There are no processing fees or prepayment penalties with either company, but Discover may impose a late fee of up to $ 39. If you are concerned about the possibility of missing a payment, Marcus might be a better option for you.

Marcus offers a loan period of three to six years, which is slightly shorter than Discover’s three to seven years. Discover’s seven year repayment period allows you to reduce your monthly expenses, but pay more interest over the life of the loan.

Discover the review vs. LendingClub review

Discover has a better APR range than Lending Clubbecause you get a minimum rate of over 1% and a maximum rate of over 11% lower with Discover than with LendingClub. No lender has a minimum credit requirement.
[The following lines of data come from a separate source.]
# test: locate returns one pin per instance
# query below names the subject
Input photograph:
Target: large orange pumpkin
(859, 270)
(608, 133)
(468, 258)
LendingClub’s repayment terms are either three or five years, while Discover’s terms are between three and seven years. If flexible repayment options are important to you, Discover might be a better choice.

A special feature of Discover is the 30-day money-back guarantee on its personal loans. If within 30 days of receiving your loan you decide that you no longer want it – you may have found a better interest rate elsewhere – you can return the money by check and no interest will be charged.

Ryan Wangman is a Review Fellow at Personal Finance Insider reporting on mortgages, refinances, bank accounts, bank reviews, and loans. In his previous personal finance writing experience, he wrote about creditworthiness, financial literacy, and home ownership.